The vacancy rate at shopping centers rose to 10.9 percent from 10.6 percent a year earlier, the New York-based firm said today in a report. It was unchanged from the prior two quarters, when the rate reached the highest level since 1991. The record of 11.1 percent was set in 1990, according to Reis data going back 30 years.
Retail tenants and landlords are grappling with a jobless rate that rose to 9.8 percent in November, the latest period for which figures are available, from 9.6 percent the prior month. The best holiday sales in five years likely had little impact on vacancies, leading only to short-term leases by seasonal retailers, according to Reis.
“More likely than not, retailers will not make medium- to long-term lease decisions based on holiday sales,” Ryan Severino, an economist at Reis, said in an e-mail.
Shopping centers saw a net increase in occupied space of 92,000 square feet (8,500 square meters) last quarter, less than the 474,000 square feet of so-called net absorption in the third quarter, Reis said. A year earlier, landlords had a net loss in occupied space of 2.6 million square feet, according to Reis.

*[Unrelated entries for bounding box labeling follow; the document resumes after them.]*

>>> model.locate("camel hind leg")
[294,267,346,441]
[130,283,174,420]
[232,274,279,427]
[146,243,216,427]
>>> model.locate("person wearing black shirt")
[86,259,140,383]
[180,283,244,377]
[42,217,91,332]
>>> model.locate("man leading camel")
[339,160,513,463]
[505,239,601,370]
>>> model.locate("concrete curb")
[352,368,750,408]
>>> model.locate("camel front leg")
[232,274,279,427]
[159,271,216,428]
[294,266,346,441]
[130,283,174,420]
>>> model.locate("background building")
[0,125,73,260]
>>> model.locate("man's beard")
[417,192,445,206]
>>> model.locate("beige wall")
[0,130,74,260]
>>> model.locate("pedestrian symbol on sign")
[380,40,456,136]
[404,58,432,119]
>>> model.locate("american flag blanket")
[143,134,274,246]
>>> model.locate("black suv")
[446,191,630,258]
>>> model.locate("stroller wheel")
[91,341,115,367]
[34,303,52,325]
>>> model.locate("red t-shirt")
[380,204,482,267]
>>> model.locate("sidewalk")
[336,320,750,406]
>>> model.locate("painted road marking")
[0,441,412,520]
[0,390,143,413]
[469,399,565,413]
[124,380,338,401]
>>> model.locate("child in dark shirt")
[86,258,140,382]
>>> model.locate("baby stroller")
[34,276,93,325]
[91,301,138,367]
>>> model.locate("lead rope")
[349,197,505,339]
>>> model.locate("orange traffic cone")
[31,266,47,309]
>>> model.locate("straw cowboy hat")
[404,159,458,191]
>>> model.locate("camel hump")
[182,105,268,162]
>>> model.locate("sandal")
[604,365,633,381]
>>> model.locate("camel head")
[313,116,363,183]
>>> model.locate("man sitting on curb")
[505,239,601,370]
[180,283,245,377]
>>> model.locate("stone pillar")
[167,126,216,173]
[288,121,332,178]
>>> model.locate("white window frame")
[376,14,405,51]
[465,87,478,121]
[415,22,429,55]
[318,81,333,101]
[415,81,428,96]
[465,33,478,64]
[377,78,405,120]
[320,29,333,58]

Effective rents, or what tenants actually pay, dropped to an average $16.56 a square foot from $16.81 a year earlier and from $16.58 in the third quarter, the company said. Landlords’ asking rents fell to $19.05 a foot from $19.18 a year earlier and $19.07 the previous three months, according to Reis.
Regional Malls
At regional and super-regional malls, vacancies fell to 8.7 percent in the three months ended Dec. 31 from 8.8 percent both in the third quarter and a year earlier, Reis said. Mall tenants tend to sign longer-term leases, which helps stabilize vacancy rates, Severino said.
U.S. retailers’ 2010 holiday sales jumped 5.5 percent as shoppers snapped up clothing and jewelry at Macy’s Inc., Tiffany & Co. and other stores, according to MasterCard Advisors’ SpendingPulse, which measures retail sales by all payment forms. That compared with a 4.1 percent gain a year earlier. The numbers include sales made over the Web.
Fluctuations in sales don’t correlate to retail vacancies quarter by quarter, said Doug Poutasse, the Boston-based head of strategy and research at Bentall Kennedy, a real estate investment adviser.
‘Much Shorter Leases’
“Longer term, those things make a difference, but the leases buffer you,” Poutasse said in a telephone interview. “During the downturn, landlords are willing to give retailers space with much shorter leases.”
Regional malls typically include department stores and fashion and general merchandise retailers and range in size from 400,000 to 800,000 square feet, according to the International Council of Shopping Centers. Super-regional malls, including the Mall of America in Minnesota, South Coast Plaza in Southern California and Tysons Corner Center in Virginia, are defined as those larger than 800,000 square feet.
Neighborhood shopping centers tend to be 30,000 to 150,000 square feet and mainly house convenience retailers. Community shopping centers are 100,000 to 350,000 square feet and may include a discount department, home-improvement or grocery store.
“The sector appears to be meandering,” Severino said. “Without clear signs of a strong economic and labor market recovery, we expect this trend to persist over the next couple of quarters.”